A groundbreaking study from the Karolinska Institute in Sweden confirms that the human brain continues to produce new neurons, a process called neurogenesis, throughout adulthood. This discovery offers crucial insights into brain function and aging, potentially paving the way for treatments for neurological disorders.
The research, published in the journal *Science*, addresses a long-standing debate about the brain's ability to generate new neurons in adulthood. Jonas Frisén, a professor at the Karolinska Institute, highlighted the significance of the findings, stating that it "provides an important piece of the puzzle for understanding how the human brain works and changes throughout life."

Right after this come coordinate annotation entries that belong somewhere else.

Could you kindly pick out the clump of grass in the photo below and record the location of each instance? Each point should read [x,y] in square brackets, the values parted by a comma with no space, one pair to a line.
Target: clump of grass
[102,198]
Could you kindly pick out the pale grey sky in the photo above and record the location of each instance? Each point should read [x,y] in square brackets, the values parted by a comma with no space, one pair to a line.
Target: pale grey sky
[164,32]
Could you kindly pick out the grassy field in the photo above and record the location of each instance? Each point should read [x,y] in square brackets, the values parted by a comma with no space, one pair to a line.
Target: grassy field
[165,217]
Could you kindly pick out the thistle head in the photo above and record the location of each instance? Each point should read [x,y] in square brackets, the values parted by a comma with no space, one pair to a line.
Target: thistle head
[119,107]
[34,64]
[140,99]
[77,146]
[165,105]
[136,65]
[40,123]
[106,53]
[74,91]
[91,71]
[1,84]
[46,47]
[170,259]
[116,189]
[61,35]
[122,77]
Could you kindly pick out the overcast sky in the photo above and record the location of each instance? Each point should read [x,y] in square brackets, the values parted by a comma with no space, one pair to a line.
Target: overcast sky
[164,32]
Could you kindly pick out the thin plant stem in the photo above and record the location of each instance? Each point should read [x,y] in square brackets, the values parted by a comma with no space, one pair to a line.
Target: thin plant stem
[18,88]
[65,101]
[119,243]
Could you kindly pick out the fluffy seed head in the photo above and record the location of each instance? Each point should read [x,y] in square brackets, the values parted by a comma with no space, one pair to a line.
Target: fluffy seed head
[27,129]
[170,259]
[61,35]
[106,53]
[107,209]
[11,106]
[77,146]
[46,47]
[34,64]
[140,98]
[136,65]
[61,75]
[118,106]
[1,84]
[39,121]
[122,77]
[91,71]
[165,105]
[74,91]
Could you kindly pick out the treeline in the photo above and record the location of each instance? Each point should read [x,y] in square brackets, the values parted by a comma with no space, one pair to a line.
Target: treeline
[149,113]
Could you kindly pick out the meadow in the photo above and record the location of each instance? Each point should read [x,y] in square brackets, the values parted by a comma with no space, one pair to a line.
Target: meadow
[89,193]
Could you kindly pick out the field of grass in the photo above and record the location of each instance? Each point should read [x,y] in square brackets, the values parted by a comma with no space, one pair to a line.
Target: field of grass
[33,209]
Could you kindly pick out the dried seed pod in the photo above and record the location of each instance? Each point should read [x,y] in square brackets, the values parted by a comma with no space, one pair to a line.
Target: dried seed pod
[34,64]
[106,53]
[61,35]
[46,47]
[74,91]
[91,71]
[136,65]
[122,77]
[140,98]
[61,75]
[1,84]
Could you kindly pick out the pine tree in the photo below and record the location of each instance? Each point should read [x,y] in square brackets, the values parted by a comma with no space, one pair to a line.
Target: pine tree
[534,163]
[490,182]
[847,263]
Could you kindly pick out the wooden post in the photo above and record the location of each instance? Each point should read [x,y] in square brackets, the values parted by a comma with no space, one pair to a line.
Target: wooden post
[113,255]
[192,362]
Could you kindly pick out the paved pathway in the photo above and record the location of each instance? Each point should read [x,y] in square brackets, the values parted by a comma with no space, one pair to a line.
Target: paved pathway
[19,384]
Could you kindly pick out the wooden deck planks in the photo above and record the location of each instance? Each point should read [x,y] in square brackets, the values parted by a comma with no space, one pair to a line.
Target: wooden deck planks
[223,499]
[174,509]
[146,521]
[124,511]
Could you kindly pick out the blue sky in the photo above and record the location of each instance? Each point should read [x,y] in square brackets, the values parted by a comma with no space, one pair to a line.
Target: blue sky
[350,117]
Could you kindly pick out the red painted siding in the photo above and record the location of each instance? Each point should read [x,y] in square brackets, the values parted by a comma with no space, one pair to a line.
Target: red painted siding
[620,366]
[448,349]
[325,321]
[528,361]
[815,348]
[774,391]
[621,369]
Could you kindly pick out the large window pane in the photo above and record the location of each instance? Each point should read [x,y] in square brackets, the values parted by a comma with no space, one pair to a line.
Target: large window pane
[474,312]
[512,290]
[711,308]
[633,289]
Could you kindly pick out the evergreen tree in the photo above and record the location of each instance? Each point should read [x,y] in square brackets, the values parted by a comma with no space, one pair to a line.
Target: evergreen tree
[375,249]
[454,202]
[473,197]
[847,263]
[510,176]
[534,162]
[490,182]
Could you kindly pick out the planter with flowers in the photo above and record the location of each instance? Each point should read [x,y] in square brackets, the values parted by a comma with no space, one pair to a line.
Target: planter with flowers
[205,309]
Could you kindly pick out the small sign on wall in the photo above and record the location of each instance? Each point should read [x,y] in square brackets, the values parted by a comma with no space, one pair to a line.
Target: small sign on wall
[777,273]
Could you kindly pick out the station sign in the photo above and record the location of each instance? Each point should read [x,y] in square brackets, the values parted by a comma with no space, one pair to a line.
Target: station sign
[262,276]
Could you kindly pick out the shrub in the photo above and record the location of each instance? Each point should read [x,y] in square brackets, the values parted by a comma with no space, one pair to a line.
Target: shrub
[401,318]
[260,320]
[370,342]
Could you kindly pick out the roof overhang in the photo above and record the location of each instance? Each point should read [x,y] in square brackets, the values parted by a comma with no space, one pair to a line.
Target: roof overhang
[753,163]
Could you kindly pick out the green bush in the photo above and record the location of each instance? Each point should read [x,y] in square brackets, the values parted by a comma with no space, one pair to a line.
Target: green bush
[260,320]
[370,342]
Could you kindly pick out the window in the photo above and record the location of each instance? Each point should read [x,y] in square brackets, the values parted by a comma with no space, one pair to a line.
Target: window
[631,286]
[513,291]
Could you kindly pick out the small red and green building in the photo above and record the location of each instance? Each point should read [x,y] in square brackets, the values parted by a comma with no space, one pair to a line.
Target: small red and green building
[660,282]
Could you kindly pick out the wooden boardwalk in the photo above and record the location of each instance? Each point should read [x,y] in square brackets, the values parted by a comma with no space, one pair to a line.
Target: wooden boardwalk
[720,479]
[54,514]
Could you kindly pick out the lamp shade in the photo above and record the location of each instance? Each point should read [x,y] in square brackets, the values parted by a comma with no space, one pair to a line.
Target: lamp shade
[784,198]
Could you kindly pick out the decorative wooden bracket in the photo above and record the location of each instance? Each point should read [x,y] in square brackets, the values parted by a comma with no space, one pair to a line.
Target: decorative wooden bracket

The hippocampus, a brain region vital for learning, memory, and emotional regulation, was the focus of this study. Researchers examined brain tissue from individuals aged 0 to 78 years, using advanced techniques like single-nucleus RNA sequencing and flow cytometry. These methods allowed them to identify different stages of neuronal development, from stem cells to immature neurons.
The results revealed that adult neuronal progenitors are similar to those found in other mammals, such as mice, pigs, and monkeys, although there are some differences in the active genes. Moreover, significant variations were observed between individuals; some adults had many neural progenitor cells, while others had very few.
This research not only advances our understanding of neurogenesis in the adult brain but also has implications for developing regenerative treatments. These treatments could potentially stimulate the formation of new neurons in neurodegenerative and psychiatric disorders. This could lead to new therapies for conditions like Alzheimer's disease and depression.
This scientific advancement opens new perspectives on understanding how the human brain functions and changes throughout life. It could be fundamental for developing therapies that promote neuronal regeneration in various pathologies. This research offers hope for future treatments and a deeper understanding of the brain's remarkable plasticity.